After a long casting process, the producers agreed on the cast consisting of: Melissa van Hoydonck, Amy De Winter, Julie Boone, Annelies Schetters, Kiki Rom Colthoff, Natassia Van Kerkvoorde, and Oona Noyen, with Debby Gommeren serving as a "Friend of" cast member. Jill Lilly Cnudde was also supposed to be a cast member on the show after a successful guest appearance on The Real Housewives of Amsterdam, but did take part in the show due to some the producers feeling that Cnudde was too young to be "Housewife" on the show. The first season ran from 17 March 2025 to 30 May 2025.

Prior to the Season 1 reunion, Noyen announced her departure from the show after feeling that the show wasn't what she thought it was going to be. The other women did not know if a second season would happen. Filming for the second season began in June 2025 with "Friend of" Gommeren departing the show and Camelia Craciunescu joining the cast full time. Aisha Van Zele stated that she was approached to take part in the second season but turned down the offer.

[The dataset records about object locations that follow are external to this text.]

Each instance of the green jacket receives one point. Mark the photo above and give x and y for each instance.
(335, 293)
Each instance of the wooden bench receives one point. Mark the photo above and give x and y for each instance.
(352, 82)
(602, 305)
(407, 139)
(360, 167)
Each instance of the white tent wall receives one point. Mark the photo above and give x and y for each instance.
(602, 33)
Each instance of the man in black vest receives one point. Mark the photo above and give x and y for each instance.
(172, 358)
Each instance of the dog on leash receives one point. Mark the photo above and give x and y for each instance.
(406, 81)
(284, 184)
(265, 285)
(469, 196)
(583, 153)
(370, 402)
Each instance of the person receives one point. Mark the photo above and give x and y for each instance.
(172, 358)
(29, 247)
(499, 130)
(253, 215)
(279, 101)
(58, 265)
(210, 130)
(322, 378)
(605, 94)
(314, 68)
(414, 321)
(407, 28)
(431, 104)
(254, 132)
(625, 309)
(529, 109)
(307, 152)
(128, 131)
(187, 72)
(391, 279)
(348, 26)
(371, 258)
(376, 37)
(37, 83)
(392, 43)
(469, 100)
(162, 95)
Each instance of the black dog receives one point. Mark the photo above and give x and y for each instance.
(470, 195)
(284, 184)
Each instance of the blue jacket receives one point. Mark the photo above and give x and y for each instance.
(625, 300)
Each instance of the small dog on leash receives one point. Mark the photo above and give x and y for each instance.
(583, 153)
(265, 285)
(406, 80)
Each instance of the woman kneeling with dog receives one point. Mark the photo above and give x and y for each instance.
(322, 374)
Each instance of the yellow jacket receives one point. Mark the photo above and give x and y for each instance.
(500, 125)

Camelia Craciunescu	announced on social media her departure from the show on 2 July 2026. Also Julie Boone announced her departure on social media the day after. The third season was confirmed on July 30, 2026, with De Winter, Rom Colthoff, Schetters, Van Hoydonck, and Van Kerkvoorde all returning. Jill Cnudde and Laura Carpels are joining the cast. Cnudde previously made a guest appearance in the second season and also made a guest appearance in The Real Housewives of Amsterdam. Van Kerkvoorde left the series during the filming of the third season.